O quadro gerou reflexos no Brasil, já que essas mercadorias servem de base para a fabricação de alimentos.
As pressões de 2022 vieram após a pandemia já ter jogado para cima os custos produtivos no campo. Fertilizantes, por exemplo, ficaram mais caros na crise sanitária.
Em 2023, a provável desaceleração da economia global tende a conter a demanda por commodities e frear os preços, projetam analistas.
Segundo eles, isso deve gerar alguma trégua para a inflação da comida no próximo ano, assim como as boas condições de colheita previstas para o Brasil.
A safra de grãos, cereais e leguminosas de 2023 tende a alcançar 293,6 milhões de toneladas no país, novo recorde de uma série histórica iniciada em 1975, apontou estimativa divulgada neste mês pelo IBGE. O número representaria uma alta de 11,8% em relação a 2022.
“Tudo indica que vamos ter uma produção muito boa em 2023. Tem riscos [para a inflação]? Tem. A guerra continua. Rússia e Ucrânia são grandes produtoras”, afirma o economista Felipe Kotinda, do banco Santander.
Em sua avaliação, que a redução da área plantada de arroz e feijão é um fator de pressão para os preços desses produtos, que vêm perdendo espaço para itens mais voltados ao mercado internacional, como soja e milho. “Preocupa porque está havendo a troca da área plantada.”
Mesmo assim, a inflação dos alimentos para consumo no domicílio deve desacelerar para perto de 4% até o final de 2023, prevê Kotinda. A alta acumulada em 12 meses até novembro de 2022 foi de 13,32%, conforme o IBGE.
As carnes, diz o economista, estão entre os itens que podem ter um alívio mais forte nos preços, em um cenário de trégua dos grãos usados na alimentação animal. “É um cenário mais benigno do que nos últimos anos”, afirma.
O economista Jackson Bittencourt, coordenador do curso de ciências econômicas da PUCPR (Pontifícia Universidade Católica do Paraná), ainda projeta um avanço na faixa de 8% a 9% para a inflação de alimentação e bebidas no próximo ano. Ele considera “muito difícil” uma variação inferior a esse nível.
“O cenário ainda é de inflação alta. A taxa de desemprego segue pressionada, muita gente está na informalidade. Com preços altos e renda menor, há empobrecimento de parte da população”, afirma.

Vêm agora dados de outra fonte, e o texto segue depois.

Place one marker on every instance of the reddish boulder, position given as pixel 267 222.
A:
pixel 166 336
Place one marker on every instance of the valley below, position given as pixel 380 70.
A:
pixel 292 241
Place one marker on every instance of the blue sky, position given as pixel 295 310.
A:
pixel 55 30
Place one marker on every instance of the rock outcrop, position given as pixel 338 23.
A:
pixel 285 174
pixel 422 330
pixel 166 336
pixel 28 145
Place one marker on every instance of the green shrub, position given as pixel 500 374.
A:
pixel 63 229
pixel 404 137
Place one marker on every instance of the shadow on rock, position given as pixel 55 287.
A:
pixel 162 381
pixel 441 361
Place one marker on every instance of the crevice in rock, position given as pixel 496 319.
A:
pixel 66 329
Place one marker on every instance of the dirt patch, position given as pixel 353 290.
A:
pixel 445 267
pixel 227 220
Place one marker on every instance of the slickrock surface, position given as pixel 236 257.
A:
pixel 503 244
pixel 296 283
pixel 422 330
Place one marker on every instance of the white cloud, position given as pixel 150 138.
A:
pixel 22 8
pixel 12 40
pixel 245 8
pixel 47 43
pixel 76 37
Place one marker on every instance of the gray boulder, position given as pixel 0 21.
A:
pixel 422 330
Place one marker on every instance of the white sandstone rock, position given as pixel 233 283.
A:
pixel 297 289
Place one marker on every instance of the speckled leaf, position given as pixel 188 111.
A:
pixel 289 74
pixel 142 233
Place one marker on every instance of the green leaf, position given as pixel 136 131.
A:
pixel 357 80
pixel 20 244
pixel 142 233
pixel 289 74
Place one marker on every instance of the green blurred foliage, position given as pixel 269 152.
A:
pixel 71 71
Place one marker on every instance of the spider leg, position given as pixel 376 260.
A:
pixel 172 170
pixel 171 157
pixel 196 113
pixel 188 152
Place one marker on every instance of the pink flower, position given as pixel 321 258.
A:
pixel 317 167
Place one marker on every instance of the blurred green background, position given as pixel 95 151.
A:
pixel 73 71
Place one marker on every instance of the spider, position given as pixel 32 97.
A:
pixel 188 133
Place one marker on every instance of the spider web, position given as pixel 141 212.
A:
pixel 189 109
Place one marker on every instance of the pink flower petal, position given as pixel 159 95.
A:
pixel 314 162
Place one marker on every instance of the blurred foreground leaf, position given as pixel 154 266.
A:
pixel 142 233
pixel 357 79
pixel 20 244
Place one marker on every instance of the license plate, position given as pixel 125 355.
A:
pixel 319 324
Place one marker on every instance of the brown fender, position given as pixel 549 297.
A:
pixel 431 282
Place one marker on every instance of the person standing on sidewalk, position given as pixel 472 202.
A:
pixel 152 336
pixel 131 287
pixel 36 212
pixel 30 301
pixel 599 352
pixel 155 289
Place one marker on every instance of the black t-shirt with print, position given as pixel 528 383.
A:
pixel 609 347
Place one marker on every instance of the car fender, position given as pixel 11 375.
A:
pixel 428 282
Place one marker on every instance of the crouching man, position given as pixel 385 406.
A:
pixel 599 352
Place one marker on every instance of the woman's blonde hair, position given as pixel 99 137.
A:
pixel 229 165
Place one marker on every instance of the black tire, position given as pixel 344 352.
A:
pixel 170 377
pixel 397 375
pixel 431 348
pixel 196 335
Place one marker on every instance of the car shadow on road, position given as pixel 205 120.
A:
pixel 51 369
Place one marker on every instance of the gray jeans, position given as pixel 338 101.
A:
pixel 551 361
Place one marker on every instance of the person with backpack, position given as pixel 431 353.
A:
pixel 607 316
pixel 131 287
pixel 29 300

A carestia, acrescenta o professor, tende a dificultar o combate à fome no ano inicial do novo governo Lula.
“É um grande desafio combater a fome com os preços subindo. Vamos precisar de uma política especial para essa questão”, diz.
“Não sei se vão ser criadas medidas de incentivo, como redução de impostos, empréstimos mais baixos para o agricultor. Mas isso tem um custo, e o governo vai assumir com restrições nas contas públicas”, diz.
Cesta básica supera auxílio Na área social, Lula aposta na manutenção do Auxílio Brasil de R$ 600, com adicional de R$ 150 por criança de até seis anos. O programa social voltará a ser chamado de Bolsa Família.
Em novembro, o preço médio da cesta básica aumentou em 12 das 17 capitais pesquisadas pelo Dieese (Departamento Intersindical de Estatística e Estudos Socioeconômicos).
O valor ficou abaixo de R$ 600, o patamar atual do Auxílio Brasil, em apenas cinco cidades. Todas ficam no Nordeste: Aracaju (R$ 511,97), Salvador (R$ 550,67), Recife (R$ 551,30), João Pessoa (R$ 552,43) e Natal (R$ 566,95).
Para frear a carestia, parte dos analistas defende a recomposição pelo governo federal dos estoques reguladores de alimentos, que foram reduzidos nos últimos anos. Essa política visa aumentar a oferta de produtos em períodos de alta dos preços.
“Os estoques são uma política importante de estabilização do fornecimento […]. Trariam mais regularidade, mas é preciso investir em armazenagem, silos, transporte”, diz Astrauskas, da Siegen Consultoria.
Braz, do FGV Ibre, diz que a formação de estoques “não faz milagres e só diminui a volatilidade” dos preços. “Eles são bem-vindos? São muito bem-vindos. Mas não fazem milagre se os preços dos insumos subirem muito.”
Bittencourt, da PUCPR, considera que a medida não é a mais adequada. Segundo ele, a formação de estoques pode desestimular a produção de determinados produtos. “Há políticas de médio ou longo prazo [que podem ser adotadas], mas no curto prazo não tem muita mágica.”